Apresentação de projetos do programa em Maringá, Noroeste do estado. | DivulgaçãoSubsídios para a agricultura familiar, lixo que vale alimentação, incentivo de participação coletiva para crianças e prevenção à violência através de educação permanente. Essas e várias outras iniciativas de prefeituras municipais de todo o estado receberam menção honrosa ou certificados no Prêmio Gestor Público Paraná (PGR-PR) e servem de exemplo para as demais cidades. O PGR-PR reúne e ajuda a consolidar ideias dos municípios e chega em 2016 à sua quarta edição, com projetos nas áreas de gestão ambiental, saúde, educação, agricultura, assistência social e administração.

Ao longo de três anos foram 337 projetos de cidades de todo o estado, com destaque para as regiões de Cascavel, Umuarama, Maringá e Londrina, que representam 59% da totalidade dos projetos apresentados. Nesse período, foram atribuídos 102 troféus, certificados e menções a 66 municípios.

Para participar do PGR-PR, o município tem que inscrever um projeto inovador, receber uma avaliação de campo dos auditores, que comprovam a eficácia do programa, e depois os projetos são submetidos a uma comissão avaliadora.

No entanto, essa não é uma competição por números nem por prêmios, segundo o Sindicato dos Auditores Fiscais da Receita do Estado do Paraná (Sindafep), que comanda a iniciativa. Inovação e boas gestões municipais são temas inerentes ao poder público, e além do reconhecimento dos serviços públicos de qualidade, o PGP-PR proporciona a possibilidade de outras cidades se inspirarem nas boas práticas e as experiências exitosas, gerando processo virtuoso em todo o estado, segundo o Sindafep.

Em Assaí, por exemplo, as crianças são beneficiadas há algum tempo com o programa Terminal do Estudantes.
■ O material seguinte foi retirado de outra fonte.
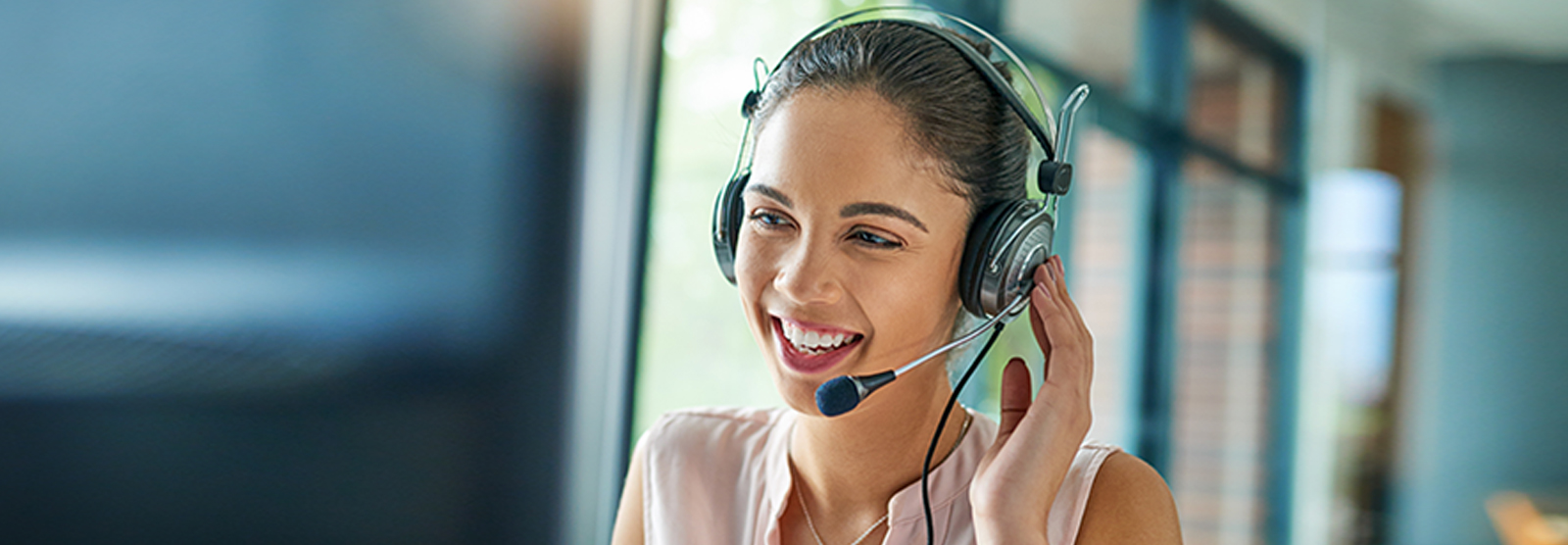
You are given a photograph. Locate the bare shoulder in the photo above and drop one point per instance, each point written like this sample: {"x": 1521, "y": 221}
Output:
{"x": 1129, "y": 503}
{"x": 629, "y": 516}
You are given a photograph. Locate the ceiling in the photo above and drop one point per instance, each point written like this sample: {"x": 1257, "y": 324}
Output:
{"x": 1531, "y": 26}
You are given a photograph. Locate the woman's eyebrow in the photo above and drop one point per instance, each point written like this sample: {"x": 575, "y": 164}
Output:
{"x": 770, "y": 193}
{"x": 882, "y": 210}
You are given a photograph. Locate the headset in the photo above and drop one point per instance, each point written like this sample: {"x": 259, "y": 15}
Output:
{"x": 1005, "y": 241}
{"x": 1008, "y": 238}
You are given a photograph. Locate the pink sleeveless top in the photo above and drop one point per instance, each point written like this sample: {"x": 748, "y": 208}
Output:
{"x": 721, "y": 476}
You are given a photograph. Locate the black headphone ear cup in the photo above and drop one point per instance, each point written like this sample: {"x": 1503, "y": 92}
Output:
{"x": 1013, "y": 235}
{"x": 726, "y": 224}
{"x": 979, "y": 253}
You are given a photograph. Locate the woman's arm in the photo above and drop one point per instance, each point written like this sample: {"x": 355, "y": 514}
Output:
{"x": 629, "y": 518}
{"x": 1129, "y": 505}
Esse espaço oferece acompanhamento de pedagogas e coordenadoras e fica aberto das 6h às 23h. No contraturno do horário escolar, as crianças podem praticar diversas atividades no local, como produção de texto e jogos de habilidade e raciocínio.

Além do complemento à formação, o projeto auxilia na indução do coletivo no dia a dia das crianças em relação à conservação desse espaço e de projetos paralelos como o City Tour, em que as crianças são apresentadas às praças, edificações e repartições públicas da cidade. E aprendem os benefícios de preservar o que é de todos.

Já em Santa Terezinha de Itaipu, no Sudoeste paranaense, um programa de horta comunitária proporciona aos núcleos familiares da cidade que se encontram em situação mais vulnerável alimentação adequada, sem adição de agrotóxicos. O projeto consiste num incentivo por parte da prefeitura, a partir de encontros com especialistas e grupos de cidadãos, para a criação de pequenas hortas caseiras nas cercanias das casas, que geram alimentos para as próprias famílias e para todo o município.

Outro programa revolucionário está em vigor em Umuarama: o programa Lixo que Vale. O programa permite à população vender os resíduos recicláveis em troca de uma moeda verde, que dá direito à compra de produtos orgânicos produzidos por agricultores familiares. A cidade gera um ciclo de reaproveitamento e incentivo à agricultura familiar. O Lixo que Vale foi premiado em 2013 pelo PGR-PR.

Idosos, habitação e brigadas de incêndio

Outros três programas de cidades paranaenses podem gerar efeito dominó sobre iniciativas para outras localidades. Em Colombo, o programa Nosso Idoso já cadastrou ao menos 1.200 pessoas para usar espaços dedicados exclusivamente a eles. Nesses lugares, os idosos participam de atividades que garante envelhecimento saudável. O programa é composto por psicólogos, assistentes, educadores físicos e voluntários, e todos os idosos da cidade podem participar.

Já em General Carneiro, marcado pelas baixas temperaturas no inverno, a prefeitura revitalizou um bairro inteiro e forneceu moradia para 113 famílias que antes viviam em condições precárias. E em Ponta Grossa, a administração pública criou um programa de instalação de brigadas de incêndio por toda a cidade. Cerca de 63% todos os funcionários das escolas públicas já foram capacitados para saber como atuar em prevenção e em casos de incêndio. Além disso, a prefeitura realizou um levantamento nas 127 unidades escolares e ajustou os lugares segundo as normas dos Bombeiros.